Le bateau gagne le milieu du fleuve, il évite les bancs de sable. Des enfants nous saluent, des buffles, des bufflesses et leurs buffletins descendent boire d’un pas chaloupé, un pêcheur jette un filet, un homme crache sur le pont du bateau, un bébé au sein connaît une félicité qu’il passera sa vie à rechercher, les barbares emprisonnent des images dans des boîtes, une jeune Laotienne les mange des yeux, un radio éructe de la bouillie(…), les montagnes gardent les fleurs et racines, secrets des guérisons.

En Europe il neige.

Japon :

La femme japonaise est un chef-d’oeuvre. Il s’éffrite. La japonaise pratique une féminité à la sexualité cachée. Derrière l’écrin, une grande sentimentalité.

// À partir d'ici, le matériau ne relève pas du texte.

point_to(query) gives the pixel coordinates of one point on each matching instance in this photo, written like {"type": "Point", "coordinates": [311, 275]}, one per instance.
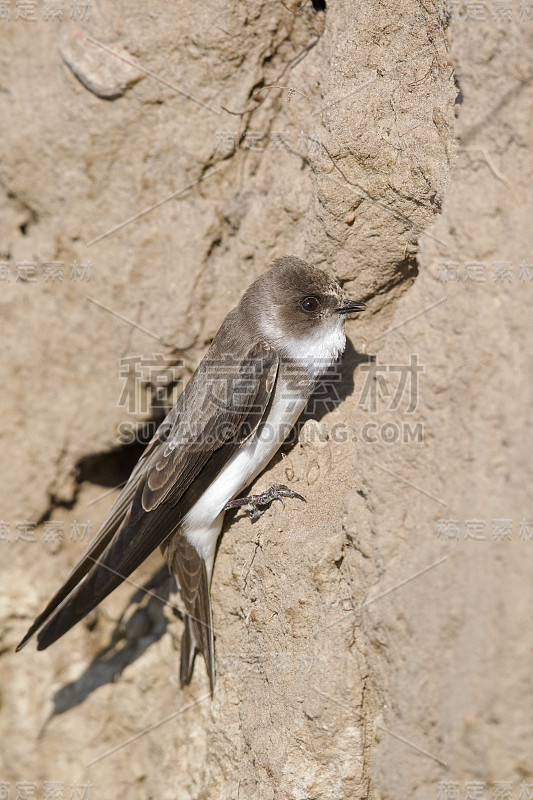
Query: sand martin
{"type": "Point", "coordinates": [235, 412]}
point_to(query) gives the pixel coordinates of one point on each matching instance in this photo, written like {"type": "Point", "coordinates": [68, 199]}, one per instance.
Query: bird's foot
{"type": "Point", "coordinates": [253, 502]}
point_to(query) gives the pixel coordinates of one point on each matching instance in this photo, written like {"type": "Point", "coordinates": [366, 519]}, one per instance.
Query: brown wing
{"type": "Point", "coordinates": [213, 416]}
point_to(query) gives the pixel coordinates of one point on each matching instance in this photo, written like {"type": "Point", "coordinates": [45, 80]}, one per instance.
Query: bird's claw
{"type": "Point", "coordinates": [251, 504]}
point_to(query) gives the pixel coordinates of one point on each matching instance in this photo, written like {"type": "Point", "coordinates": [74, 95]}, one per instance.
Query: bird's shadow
{"type": "Point", "coordinates": [142, 622]}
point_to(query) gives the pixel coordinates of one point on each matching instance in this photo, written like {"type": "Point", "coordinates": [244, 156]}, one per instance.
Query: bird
{"type": "Point", "coordinates": [235, 412]}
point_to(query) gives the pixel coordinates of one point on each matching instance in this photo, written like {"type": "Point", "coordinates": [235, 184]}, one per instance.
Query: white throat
{"type": "Point", "coordinates": [319, 349]}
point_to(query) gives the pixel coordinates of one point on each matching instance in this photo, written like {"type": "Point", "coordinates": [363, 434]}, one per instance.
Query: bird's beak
{"type": "Point", "coordinates": [349, 306]}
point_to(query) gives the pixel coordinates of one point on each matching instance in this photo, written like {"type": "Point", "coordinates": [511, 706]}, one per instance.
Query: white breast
{"type": "Point", "coordinates": [244, 466]}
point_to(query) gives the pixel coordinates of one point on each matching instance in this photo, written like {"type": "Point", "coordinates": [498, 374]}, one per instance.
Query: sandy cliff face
{"type": "Point", "coordinates": [374, 641]}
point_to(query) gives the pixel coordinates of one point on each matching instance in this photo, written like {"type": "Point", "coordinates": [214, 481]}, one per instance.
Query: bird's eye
{"type": "Point", "coordinates": [310, 304]}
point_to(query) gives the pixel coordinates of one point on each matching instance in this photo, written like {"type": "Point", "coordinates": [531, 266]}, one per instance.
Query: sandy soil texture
{"type": "Point", "coordinates": [155, 158]}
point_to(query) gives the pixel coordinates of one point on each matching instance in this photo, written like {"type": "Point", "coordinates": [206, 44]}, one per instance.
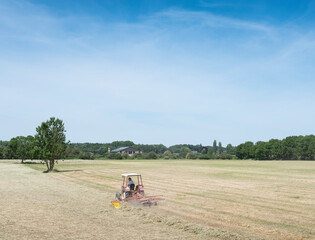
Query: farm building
{"type": "Point", "coordinates": [128, 150]}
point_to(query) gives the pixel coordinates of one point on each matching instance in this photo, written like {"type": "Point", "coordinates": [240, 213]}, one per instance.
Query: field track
{"type": "Point", "coordinates": [205, 200]}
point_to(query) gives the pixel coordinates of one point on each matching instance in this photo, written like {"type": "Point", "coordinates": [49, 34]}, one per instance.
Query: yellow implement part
{"type": "Point", "coordinates": [116, 204]}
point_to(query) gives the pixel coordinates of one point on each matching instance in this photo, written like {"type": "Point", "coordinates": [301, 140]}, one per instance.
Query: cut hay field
{"type": "Point", "coordinates": [206, 199]}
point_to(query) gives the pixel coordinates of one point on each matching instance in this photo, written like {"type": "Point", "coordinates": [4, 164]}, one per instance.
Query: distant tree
{"type": "Point", "coordinates": [214, 147]}
{"type": "Point", "coordinates": [51, 141]}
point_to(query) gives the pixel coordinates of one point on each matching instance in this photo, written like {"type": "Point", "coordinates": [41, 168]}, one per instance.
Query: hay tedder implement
{"type": "Point", "coordinates": [134, 193]}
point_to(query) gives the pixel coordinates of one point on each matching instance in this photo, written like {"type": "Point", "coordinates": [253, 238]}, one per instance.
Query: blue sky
{"type": "Point", "coordinates": [158, 71]}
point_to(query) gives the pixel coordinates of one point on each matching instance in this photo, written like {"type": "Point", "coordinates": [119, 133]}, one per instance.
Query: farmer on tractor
{"type": "Point", "coordinates": [131, 184]}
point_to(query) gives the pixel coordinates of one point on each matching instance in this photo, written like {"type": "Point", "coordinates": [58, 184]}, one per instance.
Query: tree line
{"type": "Point", "coordinates": [49, 144]}
{"type": "Point", "coordinates": [289, 148]}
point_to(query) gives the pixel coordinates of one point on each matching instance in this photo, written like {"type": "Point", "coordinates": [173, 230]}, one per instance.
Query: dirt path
{"type": "Point", "coordinates": [34, 205]}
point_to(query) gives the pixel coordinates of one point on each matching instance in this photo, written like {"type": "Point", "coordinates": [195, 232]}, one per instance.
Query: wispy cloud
{"type": "Point", "coordinates": [172, 76]}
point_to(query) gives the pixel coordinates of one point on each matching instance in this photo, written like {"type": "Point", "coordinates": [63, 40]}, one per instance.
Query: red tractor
{"type": "Point", "coordinates": [132, 191]}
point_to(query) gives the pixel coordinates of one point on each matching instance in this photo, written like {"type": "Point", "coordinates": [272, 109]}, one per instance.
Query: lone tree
{"type": "Point", "coordinates": [51, 141]}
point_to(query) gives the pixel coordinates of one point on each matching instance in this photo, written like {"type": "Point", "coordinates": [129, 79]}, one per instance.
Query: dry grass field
{"type": "Point", "coordinates": [205, 200]}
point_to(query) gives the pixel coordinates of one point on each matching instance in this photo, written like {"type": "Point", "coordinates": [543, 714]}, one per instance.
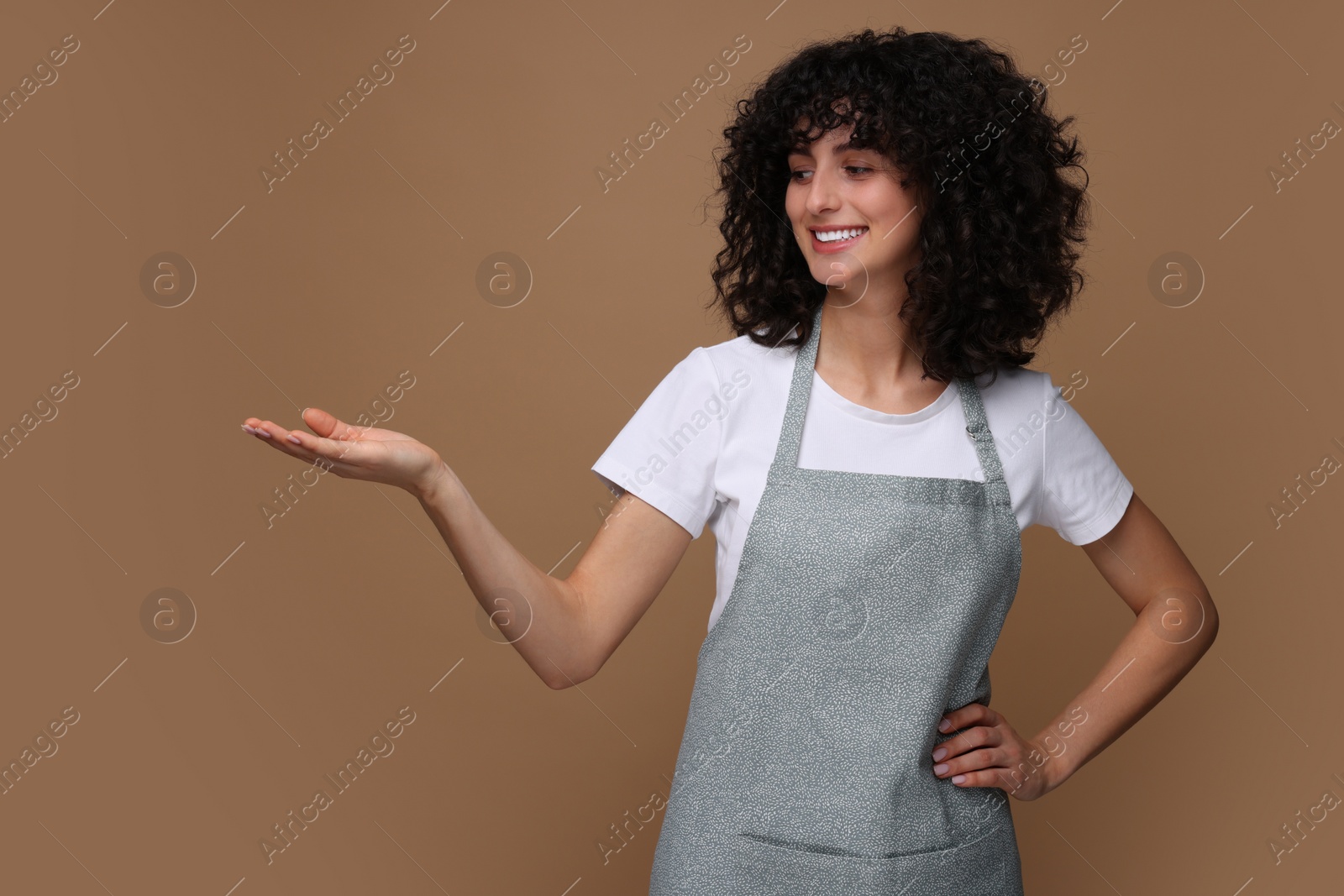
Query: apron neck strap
{"type": "Point", "coordinates": [800, 389]}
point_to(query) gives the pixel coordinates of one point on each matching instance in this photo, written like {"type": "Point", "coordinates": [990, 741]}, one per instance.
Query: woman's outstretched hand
{"type": "Point", "coordinates": [988, 752]}
{"type": "Point", "coordinates": [355, 452]}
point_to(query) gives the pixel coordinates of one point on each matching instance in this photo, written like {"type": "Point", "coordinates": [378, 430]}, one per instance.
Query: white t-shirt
{"type": "Point", "coordinates": [699, 446]}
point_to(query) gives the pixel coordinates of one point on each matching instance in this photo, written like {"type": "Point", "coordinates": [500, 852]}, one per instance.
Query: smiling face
{"type": "Point", "coordinates": [857, 226]}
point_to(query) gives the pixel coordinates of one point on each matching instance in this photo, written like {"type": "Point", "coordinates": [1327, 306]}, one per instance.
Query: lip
{"type": "Point", "coordinates": [827, 249]}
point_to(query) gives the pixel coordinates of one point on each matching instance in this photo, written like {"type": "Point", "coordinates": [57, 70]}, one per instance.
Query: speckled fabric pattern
{"type": "Point", "coordinates": [864, 607]}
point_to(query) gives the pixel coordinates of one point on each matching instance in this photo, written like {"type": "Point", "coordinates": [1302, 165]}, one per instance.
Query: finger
{"type": "Point", "coordinates": [967, 741]}
{"type": "Point", "coordinates": [328, 426]}
{"type": "Point", "coordinates": [984, 778]}
{"type": "Point", "coordinates": [969, 715]}
{"type": "Point", "coordinates": [316, 449]}
{"type": "Point", "coordinates": [974, 761]}
{"type": "Point", "coordinates": [313, 446]}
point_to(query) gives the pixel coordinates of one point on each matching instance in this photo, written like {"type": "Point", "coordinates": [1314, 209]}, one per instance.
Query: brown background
{"type": "Point", "coordinates": [313, 631]}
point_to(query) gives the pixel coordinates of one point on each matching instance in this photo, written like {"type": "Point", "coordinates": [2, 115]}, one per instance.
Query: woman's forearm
{"type": "Point", "coordinates": [541, 616]}
{"type": "Point", "coordinates": [1147, 664]}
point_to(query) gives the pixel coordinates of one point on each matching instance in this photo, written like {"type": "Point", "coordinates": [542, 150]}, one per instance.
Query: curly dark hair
{"type": "Point", "coordinates": [998, 257]}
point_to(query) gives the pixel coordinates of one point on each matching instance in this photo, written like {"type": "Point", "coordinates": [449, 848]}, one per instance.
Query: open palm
{"type": "Point", "coordinates": [354, 452]}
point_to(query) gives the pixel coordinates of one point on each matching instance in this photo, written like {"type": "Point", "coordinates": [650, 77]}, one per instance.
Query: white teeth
{"type": "Point", "coordinates": [830, 237]}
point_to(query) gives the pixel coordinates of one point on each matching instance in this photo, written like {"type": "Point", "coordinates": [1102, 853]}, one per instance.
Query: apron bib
{"type": "Point", "coordinates": [866, 606]}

Elle naît mère et ne devient épouse ou maîtresse qu’en passant. Elle regarde les passions des hommes (pouvoir, argent, sexe, alcool) comme les caprices d’un enfant.

Elle sert le saké comme si elle donnait la tétée. Elle met à l’hôte une serviette autour du cou comme elle lange. Elles semblent sorties d’une machine à laver et d’une boîte à musique.

Prendre l’âge pour une femme, c’est gagner en art.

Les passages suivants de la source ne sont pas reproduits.